Understanding everything that came before is necessary to create change in the future. To fully understand the existing built environment of any site, we must turn to the past. Brownfields come with their own unique histories, and it is crucial for the success of any transformation project to understand which qualities to rebirth.
In a brownfield, there is history in the built environment, but also a human legacy to understand. At the Imperial Shipyard (Stocznia Cesarskain in polish) in Gdansk, which we are currently developing together with local Stocznia Cesarska Development, three generations have worked on the shoulders of each other. The crucial task is to honor this while modernizing for the next generations.
Respectfully build on the past, however, try to sustainably rethink the purpose for the future. It is our task as architects and urban planners to distill the heritage of a site, and translate this into a strategy that aligns with the needs of the site’s future users.
Any transformation relies on the willingness of citizens to embrace change. Historical references can work as catalysts for public involvement, however, creating a sense of belonging requires more; it calls for people to build relationships with the revitalized urban fabric.
Masterplans are long-term. We don’t want a construction site fence for 15 years. Invite people in from day one to help secure ownership.
As a part of the soil remediation process, an idea could be to establish a sunflower field to naturally cleanse the polluted soil of the site. At the same time, the field could become a temporary cultural attraction and identity mark where visitors are guided through the flowers while listening to the history of the area through their smartphones, and also gets insights to the future plans.
This strategy allows the transformation to begin before construction starts, giving citizens the opportunity to experience what the place will be like five, ten, even fifty years in the future.
Buildings, landscapes, and infrastructure alone do not make up a community. People do. Therefore, it is essential to enable and sustain urban life in the new area. Stocznia Cesarska Development initiated the place-making activities at the Imperial Shipyard to stimulate the sense of urban belonging and create a growing community for around 3500 residences.

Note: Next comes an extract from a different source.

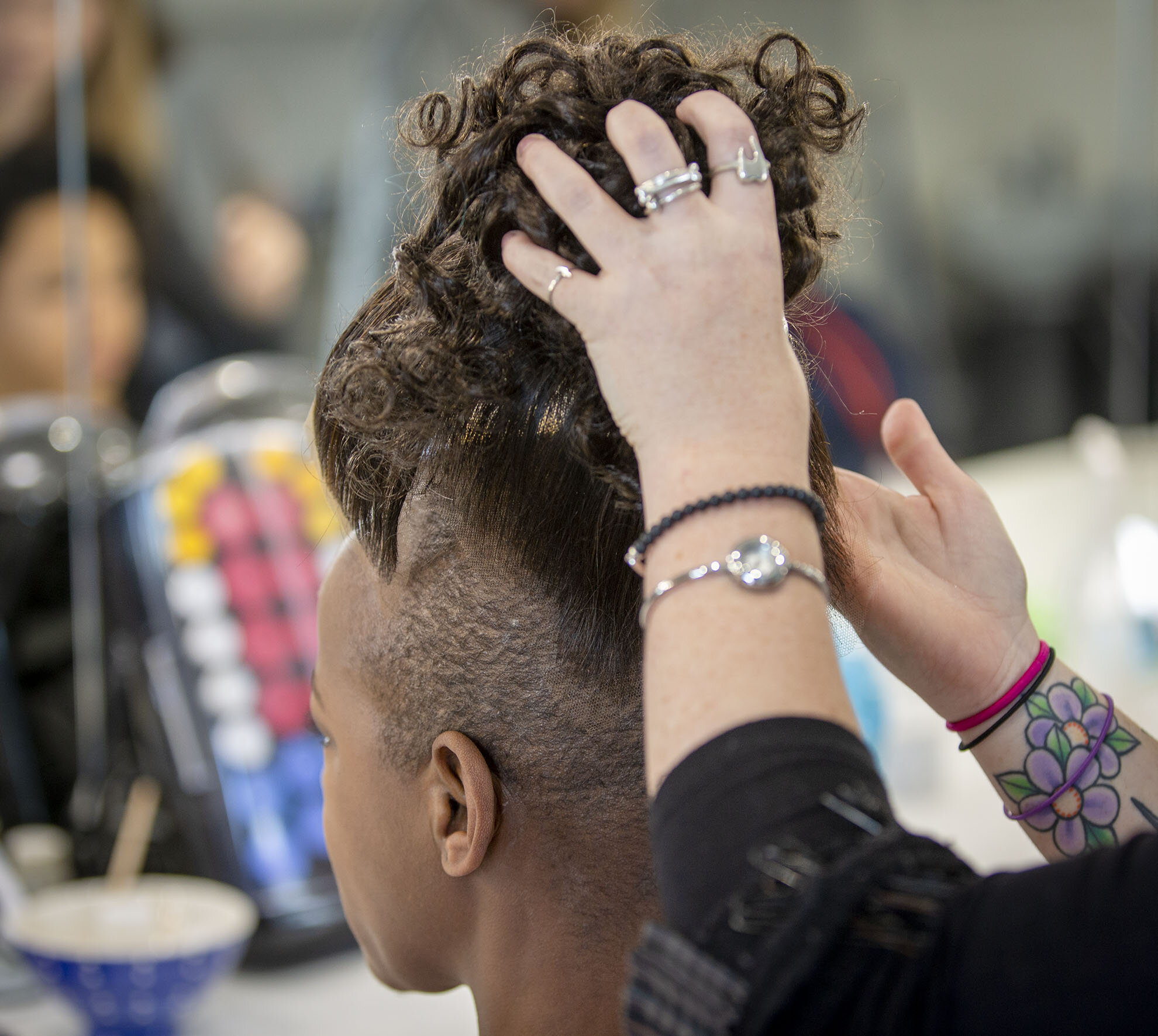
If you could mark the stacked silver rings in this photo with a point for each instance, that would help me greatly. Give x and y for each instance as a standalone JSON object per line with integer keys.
{"x": 664, "y": 189}
{"x": 674, "y": 183}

In the redevelopment of the Shipyard, three distinct urban spaces serve as anchors. A sheltered urban park with willow trees that cleanse the ground provides a large re-creative space for visitors and residents. A public square with a unifying feature, ideal for public viewings of movies, is placed close to the square where the signing of the 1980 Gdansk Agreement took place and brought fundamental change to the political structure. And the old harbor dock is preserved as a historical reference to the Imperial Shipyard but is transformed into a swimming pool with purified water.
Introduce functions that create the foundation for a collaborative community. Design a program rooted in the site’s long history of industrial production to offer spaces where local entrepreneurship can flourish; a kayak club, a micro-brewery, coffee roasting facilities, and urban farming. Think in hyperlocal contexts to create a city that hosts life, around the clock. Preferably with roots in the history.
No one benefits from sweeping away what once was. We are all a product of heritage, and when regenerating abandoned sites for future generations, it is a great strength to use history.